FAFSA 101: Why every parent of a prospective college student should complete a FAFSA form
Barbara Fornasiero , EAFocus Communications, 586.817.8414, firstname.lastname@example.org
Kim Parros ,Parros College Planning, 888.590.3668, email@example.com
Ann Arbor, Mich. — Nov. 5, 2014 — It’s the time of year when college bound students and parents will begin to hear about the awkwardly sounding “FAFSA”, which stands for Free Application for Federal Student Aid. Financial advisor and certified college planning specialist Timothy C. Parros, of Parros College Planning in Ann Arbor, Mich., a company providing resources in the college admissions process to parents and prospective college students, says all prospective college students and their parents should fill out the FAFSA application – regardless of income level or assets.
“Many times parents don’t fill out the FAFSA because they believe their income level is too high or they have saved too much money, so their student will not qualify for need-based aid,” Parros said. “However, there are other forms of monetary assistance available by completing the FAFSA beyond governmental loans.
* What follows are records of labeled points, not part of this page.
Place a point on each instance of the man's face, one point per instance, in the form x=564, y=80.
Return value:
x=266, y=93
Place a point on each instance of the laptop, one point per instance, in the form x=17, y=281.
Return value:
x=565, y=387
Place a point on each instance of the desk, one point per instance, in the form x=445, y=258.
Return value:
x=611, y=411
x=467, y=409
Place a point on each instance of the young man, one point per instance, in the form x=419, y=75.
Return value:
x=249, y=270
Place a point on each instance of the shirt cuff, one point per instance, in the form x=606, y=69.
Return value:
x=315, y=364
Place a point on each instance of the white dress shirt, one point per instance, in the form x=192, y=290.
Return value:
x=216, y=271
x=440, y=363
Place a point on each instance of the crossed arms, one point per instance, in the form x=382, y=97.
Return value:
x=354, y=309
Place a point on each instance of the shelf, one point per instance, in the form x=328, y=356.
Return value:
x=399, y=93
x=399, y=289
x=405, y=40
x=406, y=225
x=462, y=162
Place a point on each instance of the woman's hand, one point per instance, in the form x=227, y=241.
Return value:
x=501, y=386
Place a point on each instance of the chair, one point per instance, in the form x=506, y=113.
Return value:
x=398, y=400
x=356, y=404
Because of the additional monies available beyond need-based aid, it is in the best interest of all college bound students and their parents to fill out the FAFSA.”
According to Parros, FAFSA forms can be completed as early as Jan. 1 of the student’s senior year and, contrary to popular belief, taxes do not have to be completed to fill out the FAFSA form.
“The earlier the FAFSA is completed the better, because grants, scholarships, and loans are given out on a first come basis by the colleges after receiving the FAFSA information,” Parros said. “Students seeking scholarships late in the game may find the monies have already been allocated to students who acted on or near Jan. 1.”
Parros offers the following three steps to help get students and parents started in the FAFSA process:
- Fill out and submit the FAFSA form starting Jan. 1 (http://fafsa.ed.gov/)
- Start researching scholarships available at the colleges where applications are being submitted; don’t forget to research private scholarships, which may require more digging than the scholarships noted on a school’s website
- Update the FAFSA application once 2014 taxes are completed
- Check with the college to see if a CSS profile (College Scholarship Service Profile), also known as a ‘Financial Aid Profile,’ is required
“Parents tell me they won’t get any type of aid by completing the FAFSA so they don’t fill it out,” Parros said. “I counter that they are correct –they will not get any aid if they don’t fill out the FAFSA!”